Chronic kidney disease (CKD) occurs in 15% of hematopoietic stem cell transplant (HSCT) patients, and has been clearly linked to irradiation at the time of the HSCT. CKD due to radiation also occurs after radionuclide therapy for cancer. Radiation nephropathy is expressed in rats and in humans as proteinuria, azotemia, and hypertension. There is a latent period of 6-8 weeks after irradiation to the development of proteinuria, azotemia, and hypertension in rats. This study tested the hypothesis that afferent arteriolar responses to the endothelial-dependent dilator acetylcholine are impaired prior to the development of proteinuria, azotemia, and hypertension in rats exposed to total body irradiation (TBI). Male WAG/RijCmcr rats were subjected to TBI (11 Gy) and afferent arteriolar responses to acetylcholine using the juxtamedullary nephron technique were determined at one, three, and six weeks. Systolic blood pressure (117 ± 6 vs. 119 ± 4 mmHg) and BUN (15.6 ± 1.4 vs. 15.8 ± 0.8 mg/dl) were not different between control and TBI groups at 6 weeks. Afferent arteriolar diameters averaged 22.5 ± 0.8 μm (n=30) in controls and 21.7 ± 0.7 μm (n=27) in TBI rats and were not different between control and TBI groups at 1, 3, or 6 weeks.

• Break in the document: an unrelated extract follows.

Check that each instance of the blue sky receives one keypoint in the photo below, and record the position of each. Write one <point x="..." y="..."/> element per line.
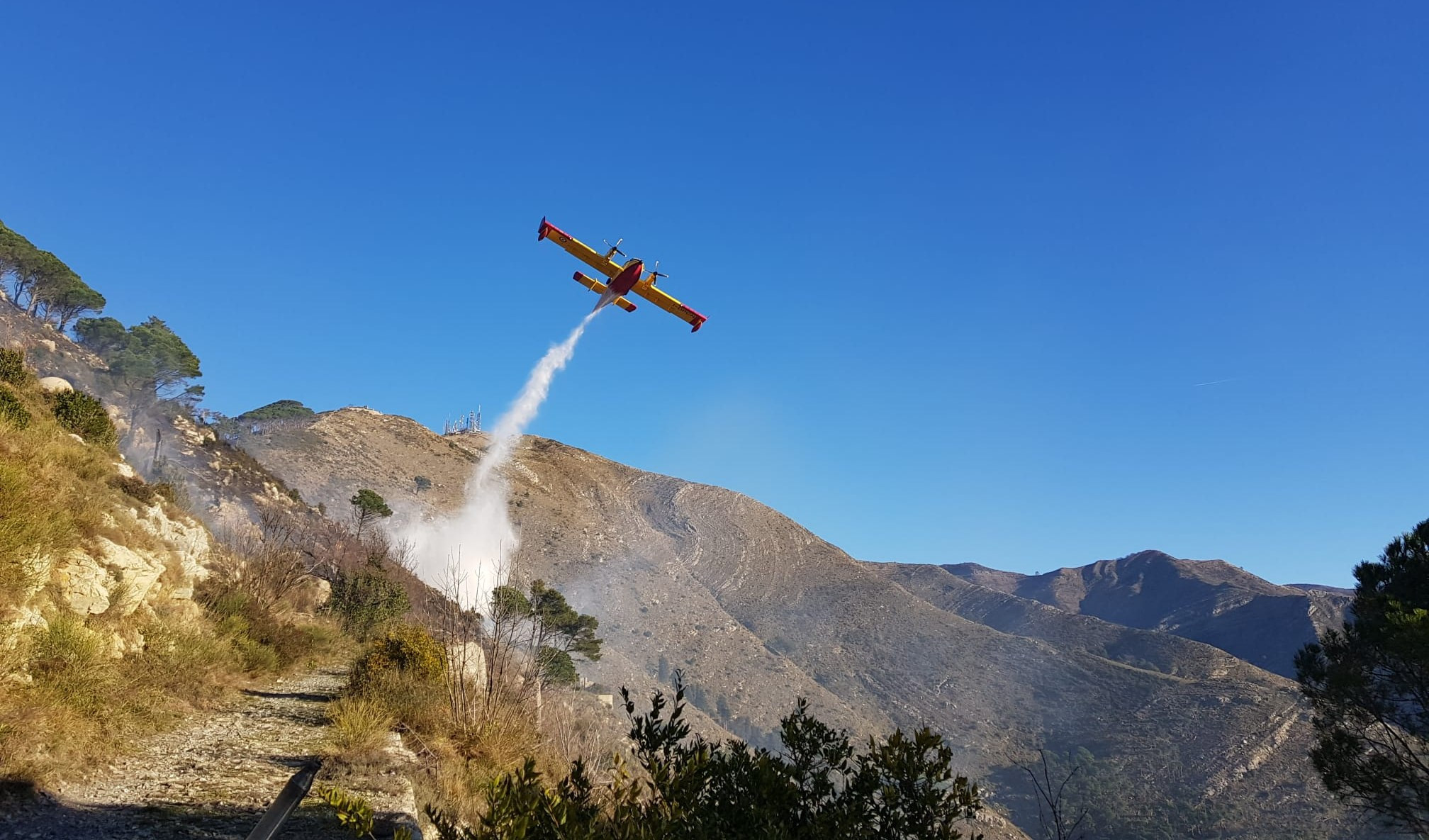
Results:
<point x="965" y="264"/>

Acetylcholine dilator responses were progressively attenuated from one to six weeks in TBI compared to control rats. During exposure to acetylcholine (0.01, 0.1, 1, and 10 μmol/L), afferent diameter increased by 8 ± 2%, 18 ± 3%, 27 ± 2% and 31 ± 3% in control rats (n=6), and 3 ± 2%, 9 ± 3%, 12 ± 3%, and 16 ± 3% in kidneys of 3 week TBI rats (n=8, p<0.05). However, TBI did not change the norepinephrine-mediated vasoconstrictor responses or the nitroprusside vasodilator responses at 1, 3, or 6 weeks. Renal microvessels were isolated from control and TBI groups at 3 and 6 weeks for protein expression assessment of endothelial enzymatic pathways Cyp2C, COX, and NOS. We found that epoxygenase Cyp2C23 and Cyp2C11 protein expressions were significantly lower 3 and 6 weeks following TBI compared to control rats. Taken together, these results indicate that the impaired afferent arteriolar endothelial-dependent acetylcholine responses and decreased epoxygenase enzymes precede the development of proteinuria, azotemia, and hypertension in irradiated rats.